High-Blood Pressure Food, 1Z!

Thank you for visiting our pages today. We are so excited to have you with us, especially our friends from the US, Greece, & Australia 😉

Dear 1Zumba friend, you seemed to be a bit not in the mood, what is going on with you. I’m sorry for what happened to your plant, n I feel partially responsible; probably I didn’t give you enough tips about how to take care of her. 😉

Our question no. 36 today is:

Q36-1Z

Since the time is very limited for our post today, we will just answer few questions that we received lately.

Many asked for some recipes, for healthy food, for which we will answer soon. Magi asked about the best food to eat for kidney patients.

Ghandi suggested having a post for high pressure diets, which is a good idea, since many people lately under a lot of stress, and that in itself causes the blood pressure to go up. Let us see what is the best healthy food for them.

Foods Heal
Ever wonder how to lower blood pressure naturally? Sodium has always been the blood pressure bogeyman—shake most of it from your high blood pressure diet and you’ll be safe. But research now shows that it’s just as important to choose foods naturally low in sodium and high in at least two of the three power minerals: calcium, magnesium, and potassium. Add in these 13 well-balanced foods to your diet to cut your risk of stroke and heart attack nearly in half. (Looking for natural remedies that really work? Prevention has smart answers—get a FREE trial + 12 FREE gifts.)

H-Blood Pressure FoodWhite beans
One cup of white beans provides 13% of the calcium, 30% of the magnesium, and 24% of the potassium you need every day.

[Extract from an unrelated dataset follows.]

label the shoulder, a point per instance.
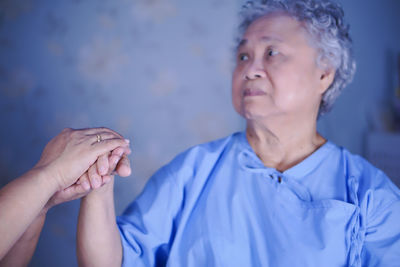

Tip: You can use this comfort food in side dishes, soups, and entrées. As a meatless source of protein, it’s a great choice for vegetarians. Choose no-salt added or well-rinsed low-sodium canned white beans, or cook dried beans overnight in a slow cooker.

Fat-free plain yogurt
One cup of fat-free plain yogurt provides 49% of the calcium, 12% of the magnesium, and 18% of the potassium you need every day.

Tip: Cool and creamy, yogurt is a star ingredient in mineral-rich breakfasts, in sauces and salad dressings, and even in entrées. Most brands of regular yogurt tend to be a bit higher in calcium than Greek varieties. You can control the fat and nutrient content by making your own yogurt at home for your high blood pressure diet. (Keep things interesting with these 8 tasty yogurt toppings.)

Tilapia
Four ounces of tilapia provides 8% of the magnesium and 8% of the potassium you need every day.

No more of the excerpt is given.